MACHINE NAME = WEB 2

Who is benefiting from trade liberalization in Rwanda? A gender perspective

The study, Who is Benefiting from Trade Liberalization in Rwanda? A Gender Perspective, attempts to assess the impacts of Rwanda's trade policies on women and examines their role the country's economy.

The report found that Rwanda has acknowledged the importance of gender equality and women's empowerment as tools for development and has made remarkable advances in furthering the status of women and girls - especially in education and political participation.

However, women's ability to fully benefit from the country's recent economic expansion remains impinged by factors such as gender-based cultural norms and women's limited access to economic assets and resources.

By looking at the direct effects of exports on women's employment structure as well as the effects of imports on women's consumption patterns and government spending ("revenue effect"), UNCTAD's analysis shows that men and women are not benefitting equally in the gains from trade.

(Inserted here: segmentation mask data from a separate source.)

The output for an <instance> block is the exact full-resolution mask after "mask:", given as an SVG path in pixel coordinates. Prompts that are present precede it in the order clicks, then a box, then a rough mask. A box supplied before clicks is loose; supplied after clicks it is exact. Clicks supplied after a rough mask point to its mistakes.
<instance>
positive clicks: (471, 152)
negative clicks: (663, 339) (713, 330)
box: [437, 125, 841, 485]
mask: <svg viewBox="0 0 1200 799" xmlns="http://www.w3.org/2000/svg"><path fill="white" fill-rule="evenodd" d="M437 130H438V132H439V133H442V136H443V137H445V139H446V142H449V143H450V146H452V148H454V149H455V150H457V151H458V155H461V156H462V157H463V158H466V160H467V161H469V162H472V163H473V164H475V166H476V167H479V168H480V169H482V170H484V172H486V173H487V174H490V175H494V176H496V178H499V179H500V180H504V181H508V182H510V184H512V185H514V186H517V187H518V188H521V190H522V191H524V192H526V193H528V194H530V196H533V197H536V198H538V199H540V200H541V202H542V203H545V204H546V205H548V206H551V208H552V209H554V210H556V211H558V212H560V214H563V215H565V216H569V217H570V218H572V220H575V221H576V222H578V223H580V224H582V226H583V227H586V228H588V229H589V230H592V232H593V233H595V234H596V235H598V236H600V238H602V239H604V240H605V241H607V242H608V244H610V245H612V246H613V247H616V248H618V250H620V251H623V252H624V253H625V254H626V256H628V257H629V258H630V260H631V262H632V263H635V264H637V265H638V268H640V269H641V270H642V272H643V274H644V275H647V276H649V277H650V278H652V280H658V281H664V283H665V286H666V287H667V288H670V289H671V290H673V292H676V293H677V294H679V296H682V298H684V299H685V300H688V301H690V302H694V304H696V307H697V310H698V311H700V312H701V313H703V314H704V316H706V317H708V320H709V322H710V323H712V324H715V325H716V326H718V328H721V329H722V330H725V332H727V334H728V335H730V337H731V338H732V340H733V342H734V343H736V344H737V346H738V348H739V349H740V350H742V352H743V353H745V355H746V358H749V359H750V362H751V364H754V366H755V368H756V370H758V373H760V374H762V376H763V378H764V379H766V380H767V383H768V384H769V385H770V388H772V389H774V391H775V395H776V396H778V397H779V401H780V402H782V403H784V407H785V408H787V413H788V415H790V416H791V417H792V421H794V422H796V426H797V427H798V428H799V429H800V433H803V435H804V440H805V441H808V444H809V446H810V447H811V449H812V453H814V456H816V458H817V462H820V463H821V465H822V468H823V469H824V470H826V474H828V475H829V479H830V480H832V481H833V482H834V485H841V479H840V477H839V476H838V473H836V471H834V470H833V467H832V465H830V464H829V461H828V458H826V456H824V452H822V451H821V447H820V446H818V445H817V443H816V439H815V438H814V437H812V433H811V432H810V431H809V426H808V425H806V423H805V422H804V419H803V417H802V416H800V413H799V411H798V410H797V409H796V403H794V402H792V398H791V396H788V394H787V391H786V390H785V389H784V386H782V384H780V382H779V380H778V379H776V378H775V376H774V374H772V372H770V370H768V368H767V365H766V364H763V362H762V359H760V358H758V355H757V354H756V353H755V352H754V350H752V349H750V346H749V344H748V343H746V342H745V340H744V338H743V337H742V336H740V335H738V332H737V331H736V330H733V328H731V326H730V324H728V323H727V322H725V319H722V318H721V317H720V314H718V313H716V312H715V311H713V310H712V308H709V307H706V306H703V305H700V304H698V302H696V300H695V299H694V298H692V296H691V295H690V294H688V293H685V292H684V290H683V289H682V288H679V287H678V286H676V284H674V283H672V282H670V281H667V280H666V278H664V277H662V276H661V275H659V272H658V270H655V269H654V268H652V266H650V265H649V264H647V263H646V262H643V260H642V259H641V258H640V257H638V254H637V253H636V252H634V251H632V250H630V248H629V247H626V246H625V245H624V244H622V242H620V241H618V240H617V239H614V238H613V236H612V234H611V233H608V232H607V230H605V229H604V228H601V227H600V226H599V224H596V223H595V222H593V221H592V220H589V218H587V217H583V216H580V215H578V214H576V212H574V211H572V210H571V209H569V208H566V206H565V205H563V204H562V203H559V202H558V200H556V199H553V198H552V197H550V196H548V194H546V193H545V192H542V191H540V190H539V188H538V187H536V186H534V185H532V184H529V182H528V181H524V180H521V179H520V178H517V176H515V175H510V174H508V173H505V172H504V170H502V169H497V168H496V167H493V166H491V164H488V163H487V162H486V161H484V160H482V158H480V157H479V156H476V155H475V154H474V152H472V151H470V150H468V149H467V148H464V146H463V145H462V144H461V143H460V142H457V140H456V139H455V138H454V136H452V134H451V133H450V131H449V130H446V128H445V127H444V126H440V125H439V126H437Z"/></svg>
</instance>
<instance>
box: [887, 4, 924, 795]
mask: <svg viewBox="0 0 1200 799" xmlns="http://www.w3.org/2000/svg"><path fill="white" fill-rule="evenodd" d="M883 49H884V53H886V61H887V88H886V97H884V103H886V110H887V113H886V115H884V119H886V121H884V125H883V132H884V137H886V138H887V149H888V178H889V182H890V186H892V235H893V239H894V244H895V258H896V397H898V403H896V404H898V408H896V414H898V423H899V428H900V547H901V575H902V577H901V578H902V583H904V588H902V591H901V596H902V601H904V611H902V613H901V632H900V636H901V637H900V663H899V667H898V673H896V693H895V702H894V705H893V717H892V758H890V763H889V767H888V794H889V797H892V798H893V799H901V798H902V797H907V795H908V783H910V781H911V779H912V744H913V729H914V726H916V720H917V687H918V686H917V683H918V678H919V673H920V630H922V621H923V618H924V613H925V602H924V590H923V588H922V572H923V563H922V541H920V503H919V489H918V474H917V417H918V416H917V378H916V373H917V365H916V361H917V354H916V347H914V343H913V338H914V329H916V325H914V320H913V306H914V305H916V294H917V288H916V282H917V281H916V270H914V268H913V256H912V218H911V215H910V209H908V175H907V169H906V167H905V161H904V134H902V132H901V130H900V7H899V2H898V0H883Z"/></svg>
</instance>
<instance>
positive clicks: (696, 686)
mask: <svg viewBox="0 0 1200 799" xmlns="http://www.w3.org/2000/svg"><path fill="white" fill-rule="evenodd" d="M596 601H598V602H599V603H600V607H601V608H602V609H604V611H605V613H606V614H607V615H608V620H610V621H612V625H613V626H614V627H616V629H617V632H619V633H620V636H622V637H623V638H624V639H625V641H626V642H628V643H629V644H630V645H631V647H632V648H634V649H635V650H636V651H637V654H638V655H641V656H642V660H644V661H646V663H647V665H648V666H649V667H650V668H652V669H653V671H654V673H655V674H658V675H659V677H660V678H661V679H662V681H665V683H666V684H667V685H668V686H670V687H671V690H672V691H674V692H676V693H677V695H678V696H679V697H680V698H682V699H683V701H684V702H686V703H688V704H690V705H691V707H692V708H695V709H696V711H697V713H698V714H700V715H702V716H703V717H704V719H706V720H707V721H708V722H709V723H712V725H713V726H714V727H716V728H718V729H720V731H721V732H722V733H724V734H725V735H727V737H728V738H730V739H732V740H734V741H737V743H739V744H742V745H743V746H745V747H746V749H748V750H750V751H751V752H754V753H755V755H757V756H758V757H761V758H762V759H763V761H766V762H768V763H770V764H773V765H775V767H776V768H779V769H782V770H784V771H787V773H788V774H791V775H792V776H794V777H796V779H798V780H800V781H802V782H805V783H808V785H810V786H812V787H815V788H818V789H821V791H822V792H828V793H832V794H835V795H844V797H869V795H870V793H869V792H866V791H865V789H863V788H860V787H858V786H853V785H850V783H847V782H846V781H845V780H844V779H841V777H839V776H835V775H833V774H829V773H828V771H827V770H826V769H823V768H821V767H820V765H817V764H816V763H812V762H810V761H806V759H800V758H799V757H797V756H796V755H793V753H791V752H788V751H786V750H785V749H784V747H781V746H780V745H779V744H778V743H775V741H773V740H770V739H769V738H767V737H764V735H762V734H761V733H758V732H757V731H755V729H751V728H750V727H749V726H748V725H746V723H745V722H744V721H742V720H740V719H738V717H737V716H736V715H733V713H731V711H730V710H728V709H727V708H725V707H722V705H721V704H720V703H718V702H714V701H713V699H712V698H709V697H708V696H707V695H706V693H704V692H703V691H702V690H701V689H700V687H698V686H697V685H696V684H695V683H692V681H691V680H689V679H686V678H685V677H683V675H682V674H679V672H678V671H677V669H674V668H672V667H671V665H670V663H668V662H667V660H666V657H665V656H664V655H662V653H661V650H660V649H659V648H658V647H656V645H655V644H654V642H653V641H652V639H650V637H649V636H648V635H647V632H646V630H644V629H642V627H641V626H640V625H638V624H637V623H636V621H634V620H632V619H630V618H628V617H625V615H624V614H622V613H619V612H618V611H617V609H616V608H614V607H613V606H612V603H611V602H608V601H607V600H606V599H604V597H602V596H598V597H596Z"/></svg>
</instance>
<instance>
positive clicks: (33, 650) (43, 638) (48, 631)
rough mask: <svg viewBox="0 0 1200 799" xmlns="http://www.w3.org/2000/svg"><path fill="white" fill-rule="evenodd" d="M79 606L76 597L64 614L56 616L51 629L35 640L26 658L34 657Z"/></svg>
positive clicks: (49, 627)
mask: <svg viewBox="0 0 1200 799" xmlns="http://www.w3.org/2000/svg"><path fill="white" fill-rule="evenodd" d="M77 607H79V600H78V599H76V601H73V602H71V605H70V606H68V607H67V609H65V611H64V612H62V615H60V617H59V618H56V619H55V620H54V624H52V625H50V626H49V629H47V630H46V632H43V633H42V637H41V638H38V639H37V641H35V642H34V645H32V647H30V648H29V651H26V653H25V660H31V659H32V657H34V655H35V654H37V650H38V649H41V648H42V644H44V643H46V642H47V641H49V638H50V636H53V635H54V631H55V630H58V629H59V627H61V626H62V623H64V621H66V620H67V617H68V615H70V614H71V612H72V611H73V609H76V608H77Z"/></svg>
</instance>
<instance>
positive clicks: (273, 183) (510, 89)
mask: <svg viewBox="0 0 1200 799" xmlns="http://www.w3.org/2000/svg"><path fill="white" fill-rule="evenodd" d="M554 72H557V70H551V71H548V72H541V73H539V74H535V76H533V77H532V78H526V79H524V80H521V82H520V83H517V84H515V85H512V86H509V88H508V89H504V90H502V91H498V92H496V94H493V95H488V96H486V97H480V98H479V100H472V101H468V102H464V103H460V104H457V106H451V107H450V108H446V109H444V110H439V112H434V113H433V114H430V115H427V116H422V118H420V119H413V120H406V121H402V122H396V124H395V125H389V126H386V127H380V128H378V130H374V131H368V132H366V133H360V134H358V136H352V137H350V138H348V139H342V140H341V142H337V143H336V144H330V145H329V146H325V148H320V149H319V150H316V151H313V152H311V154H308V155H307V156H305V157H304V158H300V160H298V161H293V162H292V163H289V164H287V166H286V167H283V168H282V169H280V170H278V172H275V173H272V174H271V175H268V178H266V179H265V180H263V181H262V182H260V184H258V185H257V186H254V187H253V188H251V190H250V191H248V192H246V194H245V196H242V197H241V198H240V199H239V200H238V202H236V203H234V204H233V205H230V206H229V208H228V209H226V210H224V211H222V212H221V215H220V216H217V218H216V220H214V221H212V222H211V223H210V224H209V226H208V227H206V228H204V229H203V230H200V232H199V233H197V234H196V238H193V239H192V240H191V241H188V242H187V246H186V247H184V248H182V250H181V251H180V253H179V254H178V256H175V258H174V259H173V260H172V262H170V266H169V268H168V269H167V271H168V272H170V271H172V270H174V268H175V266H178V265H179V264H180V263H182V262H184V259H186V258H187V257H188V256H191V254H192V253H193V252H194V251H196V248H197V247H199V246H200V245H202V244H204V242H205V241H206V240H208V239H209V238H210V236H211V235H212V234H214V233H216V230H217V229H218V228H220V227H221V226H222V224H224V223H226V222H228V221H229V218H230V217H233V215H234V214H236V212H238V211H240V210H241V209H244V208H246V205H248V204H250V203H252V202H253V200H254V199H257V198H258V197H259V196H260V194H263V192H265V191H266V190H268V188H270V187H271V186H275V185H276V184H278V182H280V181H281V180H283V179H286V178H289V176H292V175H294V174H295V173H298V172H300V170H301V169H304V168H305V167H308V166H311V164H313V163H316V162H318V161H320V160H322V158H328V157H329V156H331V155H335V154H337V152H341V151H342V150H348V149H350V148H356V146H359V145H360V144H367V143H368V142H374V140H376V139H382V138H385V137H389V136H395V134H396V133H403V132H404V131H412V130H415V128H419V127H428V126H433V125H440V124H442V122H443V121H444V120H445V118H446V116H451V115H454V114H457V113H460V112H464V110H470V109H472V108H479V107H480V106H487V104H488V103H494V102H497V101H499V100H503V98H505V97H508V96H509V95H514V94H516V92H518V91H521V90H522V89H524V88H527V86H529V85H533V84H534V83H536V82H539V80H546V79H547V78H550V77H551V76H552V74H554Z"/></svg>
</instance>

The study finds that women are crowded into subsistence-oriented staple agriculture and tend to be segregated into less-dynamic, contracting sectors of the economy - by and large those that are informal and non-tradable. On the one hand this means they remain relatively insulated from the potential threats of trade, including food-price fluctuations, but on the other from its direct benefits.

The Rwanda case study underlines the need for policies that correlate more tightly the creation of jobs for women with the economic and trade performance of the country.

It points to issues that may negatively impact women if they are not taken into account, specifically:

  • the intensification of export-oriented agricultural segments, particularly export cash crops such as tea and coffee, may mainly favour commercially-oriented farmers and crowd out small and marginal farmers - who tend to be women;

  • the modernization of the domestic-oriented staple food production may hamper women's ability to integrate efficiently into upgraded supply chains if constraints on them, in terms of their capabilities and access to productive resources, are not addressed.

However, Rwandan women may well benefit from the country's trade and economic expansion, the study found. So that they might, the study explores a set of policy measures that the government of Rwanda may wish to consider in order to stimulate those sectors in which women are typically concentrated, as well as to increase women's participation in expanding and commercially-oriented sectors of the economy.